抑えきれなかった。気がつくと。手に長い髪の毛が巻き付いていた。血の色をしていた。
これが俺の業だ。これを背負って、生きなければならないのだ。
恐らく、生まれた時から、それは。
サラ。どうして負けてしまった。俺とともに、この業を背負っていてほしかった。本当だ。本当に、サラを倒した人間、あの男。老齢の女と同じくらいに憎い、憎い。憎い憎い憎い……が。
独りになりたくない。誰かをもう見下すのも、実力の差も、何も、そこにいるだけでいいんだ。憎みたくもない。誰かそこにいてくれ。居るだけでいいんだ。頼む。誰でもいい。僕を、誰でもない誰かにさせてくれ。
魔力、それだけだった。私の願いに応えるのは。私を守るように、鎧のように、厚く、濃く、そして、薄く。
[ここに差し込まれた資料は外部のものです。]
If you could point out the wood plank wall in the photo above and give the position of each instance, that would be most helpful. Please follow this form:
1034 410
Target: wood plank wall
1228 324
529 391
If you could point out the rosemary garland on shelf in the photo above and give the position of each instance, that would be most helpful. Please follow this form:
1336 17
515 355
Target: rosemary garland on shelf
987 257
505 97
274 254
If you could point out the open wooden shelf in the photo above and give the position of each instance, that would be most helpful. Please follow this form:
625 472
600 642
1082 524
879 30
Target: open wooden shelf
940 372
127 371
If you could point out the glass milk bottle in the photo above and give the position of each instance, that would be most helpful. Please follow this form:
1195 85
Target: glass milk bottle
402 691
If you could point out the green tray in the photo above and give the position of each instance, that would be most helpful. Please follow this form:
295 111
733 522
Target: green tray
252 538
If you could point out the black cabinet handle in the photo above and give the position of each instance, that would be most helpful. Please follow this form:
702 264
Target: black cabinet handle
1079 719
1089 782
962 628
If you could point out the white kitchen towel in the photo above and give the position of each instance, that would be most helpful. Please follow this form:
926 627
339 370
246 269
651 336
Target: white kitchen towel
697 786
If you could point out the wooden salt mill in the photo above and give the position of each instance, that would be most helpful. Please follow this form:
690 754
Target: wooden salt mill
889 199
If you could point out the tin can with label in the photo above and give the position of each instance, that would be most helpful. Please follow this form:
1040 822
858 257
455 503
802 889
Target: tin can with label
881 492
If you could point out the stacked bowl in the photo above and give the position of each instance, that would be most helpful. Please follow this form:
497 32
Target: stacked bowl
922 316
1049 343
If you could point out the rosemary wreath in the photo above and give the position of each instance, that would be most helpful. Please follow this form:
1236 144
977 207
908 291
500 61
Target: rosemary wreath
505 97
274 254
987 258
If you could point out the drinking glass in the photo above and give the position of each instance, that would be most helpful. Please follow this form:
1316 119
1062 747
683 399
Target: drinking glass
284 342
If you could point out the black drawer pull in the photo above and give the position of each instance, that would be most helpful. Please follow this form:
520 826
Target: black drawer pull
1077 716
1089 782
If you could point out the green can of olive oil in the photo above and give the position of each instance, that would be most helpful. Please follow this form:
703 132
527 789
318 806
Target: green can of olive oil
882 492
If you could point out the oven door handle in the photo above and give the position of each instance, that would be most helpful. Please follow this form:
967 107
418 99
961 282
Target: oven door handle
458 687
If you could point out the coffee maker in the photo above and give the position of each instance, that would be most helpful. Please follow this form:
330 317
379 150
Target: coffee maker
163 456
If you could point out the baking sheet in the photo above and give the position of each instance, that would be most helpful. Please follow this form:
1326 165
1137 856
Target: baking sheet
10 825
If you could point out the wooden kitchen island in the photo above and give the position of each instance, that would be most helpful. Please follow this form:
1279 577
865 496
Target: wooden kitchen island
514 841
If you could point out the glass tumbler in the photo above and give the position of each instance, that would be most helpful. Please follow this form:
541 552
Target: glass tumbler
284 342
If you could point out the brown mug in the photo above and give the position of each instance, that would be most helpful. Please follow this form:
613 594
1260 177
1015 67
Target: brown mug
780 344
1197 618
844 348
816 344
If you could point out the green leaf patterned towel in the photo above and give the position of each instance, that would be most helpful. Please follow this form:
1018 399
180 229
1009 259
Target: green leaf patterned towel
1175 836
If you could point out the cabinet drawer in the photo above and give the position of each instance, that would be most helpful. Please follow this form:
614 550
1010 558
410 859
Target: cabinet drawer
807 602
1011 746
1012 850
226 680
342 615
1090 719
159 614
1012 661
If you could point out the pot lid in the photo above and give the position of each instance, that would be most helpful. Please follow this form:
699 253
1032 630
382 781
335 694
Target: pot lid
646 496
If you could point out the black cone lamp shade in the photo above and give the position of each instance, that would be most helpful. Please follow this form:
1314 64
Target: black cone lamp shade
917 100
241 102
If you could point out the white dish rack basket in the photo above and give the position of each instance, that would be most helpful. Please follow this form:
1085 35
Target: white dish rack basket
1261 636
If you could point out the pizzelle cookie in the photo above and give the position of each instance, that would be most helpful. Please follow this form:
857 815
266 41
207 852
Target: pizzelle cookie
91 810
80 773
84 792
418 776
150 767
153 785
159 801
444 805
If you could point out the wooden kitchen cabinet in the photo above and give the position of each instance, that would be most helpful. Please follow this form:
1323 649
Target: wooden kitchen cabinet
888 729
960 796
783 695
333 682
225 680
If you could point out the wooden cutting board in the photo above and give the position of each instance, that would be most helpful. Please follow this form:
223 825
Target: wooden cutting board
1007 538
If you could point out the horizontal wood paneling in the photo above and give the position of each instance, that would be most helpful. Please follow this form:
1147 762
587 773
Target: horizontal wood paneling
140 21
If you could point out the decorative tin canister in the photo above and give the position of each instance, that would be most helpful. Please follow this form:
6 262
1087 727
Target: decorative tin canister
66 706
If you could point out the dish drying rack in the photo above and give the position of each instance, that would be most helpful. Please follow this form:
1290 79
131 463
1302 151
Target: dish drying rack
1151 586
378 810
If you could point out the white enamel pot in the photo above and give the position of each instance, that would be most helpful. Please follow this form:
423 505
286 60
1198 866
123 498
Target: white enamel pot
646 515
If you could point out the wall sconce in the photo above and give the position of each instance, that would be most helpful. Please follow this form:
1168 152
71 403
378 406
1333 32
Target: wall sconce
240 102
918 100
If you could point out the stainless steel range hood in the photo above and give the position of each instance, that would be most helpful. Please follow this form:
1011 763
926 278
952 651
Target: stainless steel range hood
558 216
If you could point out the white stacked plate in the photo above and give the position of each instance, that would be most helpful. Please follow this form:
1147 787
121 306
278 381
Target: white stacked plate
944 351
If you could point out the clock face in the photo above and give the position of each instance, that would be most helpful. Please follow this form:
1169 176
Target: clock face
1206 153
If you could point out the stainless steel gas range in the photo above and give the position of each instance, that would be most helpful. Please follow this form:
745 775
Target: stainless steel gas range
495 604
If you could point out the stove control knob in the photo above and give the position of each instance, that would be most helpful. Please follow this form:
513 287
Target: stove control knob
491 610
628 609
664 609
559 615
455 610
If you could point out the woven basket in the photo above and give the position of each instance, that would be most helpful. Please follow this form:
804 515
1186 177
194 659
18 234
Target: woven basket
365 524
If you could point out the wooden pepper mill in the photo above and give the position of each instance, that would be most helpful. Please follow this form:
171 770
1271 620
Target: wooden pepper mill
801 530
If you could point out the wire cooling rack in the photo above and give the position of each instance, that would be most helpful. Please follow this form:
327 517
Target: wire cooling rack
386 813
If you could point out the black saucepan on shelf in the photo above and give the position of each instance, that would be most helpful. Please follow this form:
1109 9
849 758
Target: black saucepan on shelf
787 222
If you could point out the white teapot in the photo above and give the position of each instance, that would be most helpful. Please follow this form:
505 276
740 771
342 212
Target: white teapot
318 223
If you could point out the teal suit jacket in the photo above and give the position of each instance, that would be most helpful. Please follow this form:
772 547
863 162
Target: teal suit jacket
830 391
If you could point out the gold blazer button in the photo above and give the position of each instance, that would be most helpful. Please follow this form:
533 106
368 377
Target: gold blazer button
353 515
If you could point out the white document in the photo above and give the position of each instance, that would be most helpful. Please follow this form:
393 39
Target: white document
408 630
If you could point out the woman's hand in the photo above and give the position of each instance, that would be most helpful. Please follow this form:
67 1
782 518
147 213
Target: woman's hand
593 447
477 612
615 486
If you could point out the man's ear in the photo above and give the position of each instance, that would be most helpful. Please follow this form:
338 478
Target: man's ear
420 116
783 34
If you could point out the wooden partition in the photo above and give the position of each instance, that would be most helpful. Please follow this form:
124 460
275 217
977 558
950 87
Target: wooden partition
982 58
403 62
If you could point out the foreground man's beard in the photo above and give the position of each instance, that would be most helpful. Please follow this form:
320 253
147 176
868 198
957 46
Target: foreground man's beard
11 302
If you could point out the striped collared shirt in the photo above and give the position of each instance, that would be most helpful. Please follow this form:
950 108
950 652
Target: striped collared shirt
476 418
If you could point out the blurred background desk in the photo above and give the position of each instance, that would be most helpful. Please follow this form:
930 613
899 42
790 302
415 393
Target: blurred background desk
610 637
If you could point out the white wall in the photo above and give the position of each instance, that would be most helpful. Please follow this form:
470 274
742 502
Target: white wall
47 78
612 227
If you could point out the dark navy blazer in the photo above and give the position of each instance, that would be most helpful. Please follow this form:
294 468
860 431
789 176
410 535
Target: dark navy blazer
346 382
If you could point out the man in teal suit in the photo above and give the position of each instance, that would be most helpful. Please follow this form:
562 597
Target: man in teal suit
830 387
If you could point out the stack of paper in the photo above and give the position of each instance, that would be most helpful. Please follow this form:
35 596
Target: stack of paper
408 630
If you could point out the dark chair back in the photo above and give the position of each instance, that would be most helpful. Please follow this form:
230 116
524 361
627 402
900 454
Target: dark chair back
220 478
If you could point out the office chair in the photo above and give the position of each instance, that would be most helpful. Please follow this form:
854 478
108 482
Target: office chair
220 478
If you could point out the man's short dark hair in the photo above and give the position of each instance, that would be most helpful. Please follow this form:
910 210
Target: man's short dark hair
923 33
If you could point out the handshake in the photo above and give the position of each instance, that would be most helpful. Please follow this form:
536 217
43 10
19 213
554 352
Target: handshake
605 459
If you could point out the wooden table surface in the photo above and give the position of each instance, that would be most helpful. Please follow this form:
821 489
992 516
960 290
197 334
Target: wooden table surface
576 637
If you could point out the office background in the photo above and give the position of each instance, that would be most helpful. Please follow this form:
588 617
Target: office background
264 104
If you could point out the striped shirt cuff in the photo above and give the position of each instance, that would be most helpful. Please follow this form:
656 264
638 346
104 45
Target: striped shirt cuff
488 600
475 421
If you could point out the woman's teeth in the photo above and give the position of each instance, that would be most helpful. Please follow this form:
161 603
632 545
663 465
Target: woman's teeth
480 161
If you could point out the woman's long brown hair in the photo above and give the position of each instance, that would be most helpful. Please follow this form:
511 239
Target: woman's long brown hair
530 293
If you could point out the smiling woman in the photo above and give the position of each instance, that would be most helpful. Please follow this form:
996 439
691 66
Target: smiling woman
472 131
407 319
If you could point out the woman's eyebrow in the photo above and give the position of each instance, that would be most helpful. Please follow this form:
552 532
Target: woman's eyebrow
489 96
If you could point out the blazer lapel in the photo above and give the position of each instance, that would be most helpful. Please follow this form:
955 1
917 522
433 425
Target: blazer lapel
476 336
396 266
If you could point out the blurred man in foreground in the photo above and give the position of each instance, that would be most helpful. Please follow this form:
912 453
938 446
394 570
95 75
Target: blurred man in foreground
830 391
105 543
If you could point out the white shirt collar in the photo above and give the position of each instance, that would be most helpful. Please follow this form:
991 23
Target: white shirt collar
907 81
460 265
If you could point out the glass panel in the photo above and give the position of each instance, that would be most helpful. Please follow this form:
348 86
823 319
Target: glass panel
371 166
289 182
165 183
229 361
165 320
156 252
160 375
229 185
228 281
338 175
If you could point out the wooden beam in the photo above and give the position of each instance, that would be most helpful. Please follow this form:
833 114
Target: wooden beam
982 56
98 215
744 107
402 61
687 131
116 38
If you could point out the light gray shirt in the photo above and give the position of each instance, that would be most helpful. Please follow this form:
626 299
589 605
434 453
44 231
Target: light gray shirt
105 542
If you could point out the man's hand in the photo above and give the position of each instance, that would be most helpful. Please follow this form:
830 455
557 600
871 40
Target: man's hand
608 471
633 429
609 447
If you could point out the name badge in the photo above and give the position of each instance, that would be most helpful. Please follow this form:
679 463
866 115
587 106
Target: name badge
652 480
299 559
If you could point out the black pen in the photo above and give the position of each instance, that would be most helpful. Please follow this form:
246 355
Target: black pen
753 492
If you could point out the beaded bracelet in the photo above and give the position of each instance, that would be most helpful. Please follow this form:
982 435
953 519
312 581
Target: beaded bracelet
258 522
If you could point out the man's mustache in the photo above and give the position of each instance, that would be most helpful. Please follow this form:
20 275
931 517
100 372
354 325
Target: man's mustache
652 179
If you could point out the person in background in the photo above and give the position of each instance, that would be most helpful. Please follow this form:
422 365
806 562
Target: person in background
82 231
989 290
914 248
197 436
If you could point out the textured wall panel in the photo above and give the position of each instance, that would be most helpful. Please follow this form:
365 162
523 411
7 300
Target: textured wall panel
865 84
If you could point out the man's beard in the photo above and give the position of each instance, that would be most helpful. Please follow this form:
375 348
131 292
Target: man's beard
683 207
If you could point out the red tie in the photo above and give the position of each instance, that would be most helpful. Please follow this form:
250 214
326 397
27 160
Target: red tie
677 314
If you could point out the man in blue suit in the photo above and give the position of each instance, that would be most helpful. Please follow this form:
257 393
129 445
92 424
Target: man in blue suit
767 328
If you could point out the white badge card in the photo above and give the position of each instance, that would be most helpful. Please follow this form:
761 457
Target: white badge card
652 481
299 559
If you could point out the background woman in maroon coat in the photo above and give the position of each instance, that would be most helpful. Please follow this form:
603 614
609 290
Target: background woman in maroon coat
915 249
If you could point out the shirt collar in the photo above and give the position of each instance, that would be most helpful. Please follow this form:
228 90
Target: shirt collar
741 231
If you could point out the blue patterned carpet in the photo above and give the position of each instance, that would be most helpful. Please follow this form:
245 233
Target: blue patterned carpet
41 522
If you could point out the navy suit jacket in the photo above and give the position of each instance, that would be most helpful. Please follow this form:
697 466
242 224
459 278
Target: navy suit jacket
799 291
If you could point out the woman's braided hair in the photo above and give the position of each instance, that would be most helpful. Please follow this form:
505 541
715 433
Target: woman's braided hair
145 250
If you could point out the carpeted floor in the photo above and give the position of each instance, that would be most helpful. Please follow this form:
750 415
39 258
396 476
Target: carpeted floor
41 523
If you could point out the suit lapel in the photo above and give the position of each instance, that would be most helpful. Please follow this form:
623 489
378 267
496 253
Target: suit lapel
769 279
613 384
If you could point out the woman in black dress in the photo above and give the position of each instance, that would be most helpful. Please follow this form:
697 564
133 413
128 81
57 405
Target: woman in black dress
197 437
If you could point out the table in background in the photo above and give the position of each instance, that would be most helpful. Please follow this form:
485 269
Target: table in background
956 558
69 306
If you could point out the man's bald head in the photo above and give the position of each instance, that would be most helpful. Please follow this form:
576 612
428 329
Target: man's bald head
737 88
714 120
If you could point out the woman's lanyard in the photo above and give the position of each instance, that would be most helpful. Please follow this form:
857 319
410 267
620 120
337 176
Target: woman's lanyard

ーーでも、無理だ。当然の結果だ。生まれてからの、きっと、業だ。報われなきゃあ、いけないよな。
ーーもう、止まることはできないのだ。
ーー俺は、こうあることしかできない。
ーーレベルカ。
※ ※ ※
「ーークロウス?」
違和感があった。
「ギル、喋るな」
分かる。俺でも分かる。なにか、必死な形相をして喋らんとしたのを、手で制した。
白い十字架があった。パイプにも届こうか、と言うほどに巨大な。あれは墓標だ。俺が、いや、クロウス自身が作りだした墓なのだ。その中心から、あり得ないくらい濃い……。
「いや、総量自体は変わってないのか……?」
これ以上魔力が増えるなんてことはあり得ないはずだ。クロウスは死なない。もう死んでいるから、死なない。俺はこの墓に、永遠にクロウスを閉じ込めておくつもりだった。それが、出来ると思っていた。
「動いています」
「ギル。よせーー」
「言わせてください。クロウスが、身動きが取れないはずの、あの墓で一歩も動けないはずの奴が、今動いています」
「……冗談だろ?」
「……」ギルは答えない。
「冗談じゃねえよ……」
肉眼で見える。まるで骸骨が自発的に道を譲るみたいに、クロウスは何をするでもないのに、歩いているだけなのに、骸骨をかき分けてやってくるのだ。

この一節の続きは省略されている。